Thursday, June 30, 2016
Last night was my second class as an adult white belt karate student. This class was harder than the first one. The warm up had me winded, sad to admit. I gave it my all though the whole way through. We learned a kata that we are supposed to perform at tournament in a few weeks and then again at the end of the term to rank up to the next belt. I will really have to work on it even though I helped my son learn it two sessions ago. It is much easier to teach and give pointers than to do yourself! In this class we also did some self defense moves that were pretty cool. Hope I never have to use any of that stuff.
Friday, June 24, 2016
My son started karate at 5 years old. He loved it. He is now almost 11 and as tall as me. His height got him moved up from the Junior division to the Adult division this past year. Weekly when just sitting on my tush playing on my phone, reading a book or just watching the class I had the random scary thought what if I signed up for the class. What if instead of sitting here I actually did what they are all doing. Most if not all the newbies were around my son's age so that was a big mental obstacle. What if I actually have to sparr my son? What if everyone laughs at me? What if I just can't do it?
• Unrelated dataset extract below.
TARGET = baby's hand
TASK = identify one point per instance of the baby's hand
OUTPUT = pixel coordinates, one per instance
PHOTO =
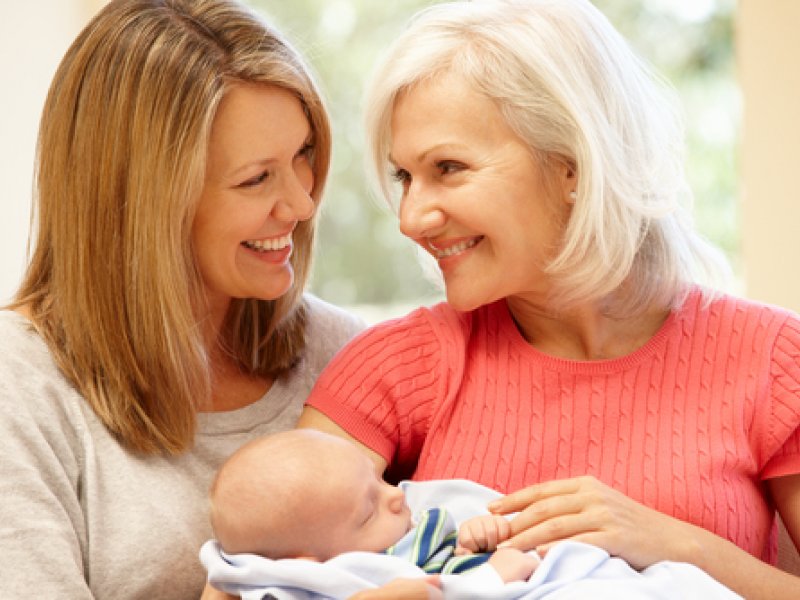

I made the mistake of saying to my son "What if I were to do karate?" I can't say what reaction I expected but not the excitement I got. He was over the moon that I might do it with him.so much that he told his instructor, from there it was constant reminder from all that I needed to do it. Even though it was my idea I was not convinced.
The second week into the new session and I was going to do it...I totally psyched myself out. I didn't do it but the Instructor had me try on a uniform, he wasn't giving up. I even tried to talk some of the other parents in to joining. I had two others moms that said they would try it the next week.
The next week came and I was totally scared, nervous and excited all
at once. One of my coworkers said he would come to watch, cheer me on and laugh. So glad he went because the two moms who talked about taking the class with me both not only backed out but didn't even stay to watch the class! My coworker tried it out with me though which made me feel so much better. He is about 15 years younger than me but it still eased my anxiety a bit. It was a fun first class. We both enjoyed it! My son loved having me in the class. It totally kicked my butt and helped me realize just how far out of shape I am but now I am doing something atleast once a week.